For this project, I have created a Python application that allows the user to select the two parameters of the postprocessing: the focus point and the radius size. Once this application loads the input images, the user can left-click on any point on the image to focus our postprocessed "camera" or can scroll the mouse wheel to increse/decrease the radius value. With this, I could easily play around with many of the lightfields available from the The (New) Stanford Light Field Archive. It works most of the time, in a pretty responsive way. Some takes from me trying my program are avaiable below.

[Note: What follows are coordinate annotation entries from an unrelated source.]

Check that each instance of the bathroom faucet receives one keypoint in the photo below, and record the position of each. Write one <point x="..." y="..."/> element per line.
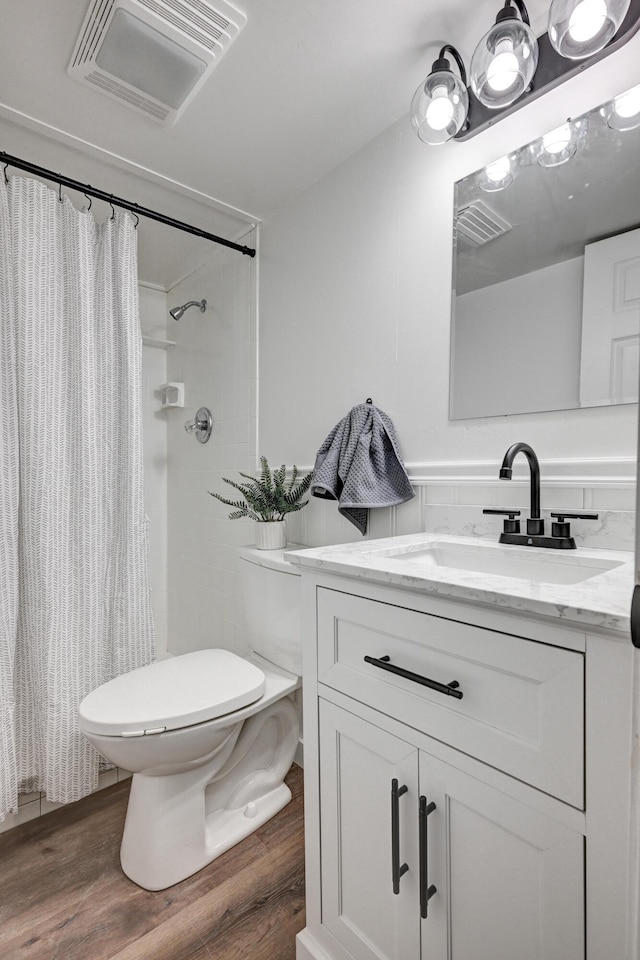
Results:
<point x="535" y="524"/>
<point x="560" y="538"/>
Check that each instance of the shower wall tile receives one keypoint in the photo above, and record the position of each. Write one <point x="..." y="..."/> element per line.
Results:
<point x="215" y="357"/>
<point x="153" y="318"/>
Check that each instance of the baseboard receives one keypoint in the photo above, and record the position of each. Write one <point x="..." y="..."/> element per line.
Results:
<point x="308" y="948"/>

One huge problem for the interactive application was its processing speed. Whenever the user clicked somewhere on the image, the program had to (1) calculate the alignment between the references and (2) get all the images in the radius, translate and average them. Both processes are slow. To speed up the alignment, I have used the multi-scale alignment of project one on patches around the selected points. This proved to be fast enough. To work around the problem of the translations and averagings I have decided to give the user lower resolution images of the result while I calculated the higher resolution ones. This basically means that I am aligning and averaging the low resolution layers of the gaussian pyramid first so I can deliver results as fast as possible. Once I have worked on deeper levels, I can work on the details and get away with taking more time. Because I am using gaussian pyramids everywhere, I have decided to store all the pyramids of the input lightfield in memory. This does not seem to be the right choice because I got RAM usage of more than 9GB on some of my examples - improvement is necessary.
I could not resist trying to create my own lightfields. The idea was simple: put my camera on my tripod, move it regularly on a grid and get some pictures. It turns out that my tripod only moves in one direction and that it is pretty hard to get the equal spacing assumption to work. Because of that, the results did not look good. For the examples below, I did not capture a light grid. I have captured more of a light line. Instead of a grid NxM, I captured a Nx1 grid. This resulted in weird blur effects.
A line with 5 pictures was taken for this. This experiment did not work well because of the irregular spacing between the images. Also, the small number of images increase the error of the displacements and decrease the overall averaging quality. (Well, it turns out that averagings are good when you have lots of data - who would guess that?)
Instead of trying to move a physical camera in a grid, I have tried to move a virtual game camera. I have chosen the game "Portal 2" to take several screenshots of the character in different positions accross a line. The result was a little bit better than the "Coding Night", probably because of the better-ish alignment and the (small) increase in the amount of data. I was not capable of getting more data without messing up with the equal spacing between the pictures.
I have learned that taking equally spaced pictures is VERY hard. I have also learned more of the power of averaging - how a simple technique can create such cool effects. The lightfields uses for this assignment were also pretty interesing. I think it could have some pretty neat effects on the future of photograhy and even on creating imersive experiences. I would love to work on a lightfield that is an actual gaussian surface - I guess one could do some pretty cool object visualization and manipulation with that.